Thursday, September 4, 2008
So, beets are an scary veggie in my house. I never grew up with them, and my husband has bad memories of steamed beets and cold purple things that looked eerily like canned cranberry sauce.
They are everywhere in the farmers market right now, and when I saw a bunch of golden beets I thought, this is my chance to make things right and have us join the world of beet-eaters.
I believe the main reason that many people are hesitant to work with beets stems from thier tendancy to stain hands, clothes, counter-tops, etc. This is due to betain pigments, which are water-soluble.
There are a few ways to get around this: what most people do to handle beets is to scrub them, wrap in tinfoil and bake, then slice and use for whatever. The other way is to look for golden beets (like I used) which (supposedly) have less propensity to get stain-y juice everywhere.
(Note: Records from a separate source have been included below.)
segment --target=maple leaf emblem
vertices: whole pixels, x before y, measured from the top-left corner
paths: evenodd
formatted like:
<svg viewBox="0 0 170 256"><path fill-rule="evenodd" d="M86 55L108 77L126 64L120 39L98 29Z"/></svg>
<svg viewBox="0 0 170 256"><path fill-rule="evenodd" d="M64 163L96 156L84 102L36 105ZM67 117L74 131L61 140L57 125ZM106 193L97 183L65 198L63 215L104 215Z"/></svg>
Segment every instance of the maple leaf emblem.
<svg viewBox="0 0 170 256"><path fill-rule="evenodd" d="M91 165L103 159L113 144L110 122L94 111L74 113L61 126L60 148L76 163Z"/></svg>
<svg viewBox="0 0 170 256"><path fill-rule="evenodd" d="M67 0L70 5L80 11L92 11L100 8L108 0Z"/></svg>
I sliced mine raw on a paper plate with no accidents.
Thanks to twitterbuddy Kcline I had an idea of what to do, something that looked like this.
I laid them flat, basted with pepper, salt and olive oil (standard for a vegetable I don't know how to cook) and roasted.
I know beets and goat cheese supposedly do well together, so I mixed some pesto and goat cheese together and schmeared it between slices of beet. What I got was not...pretty per se, but beet slices covered in gooey melted pesto-y goat cheese were delicious.
And my husband went for second servings.
One veggie down, a world more to go.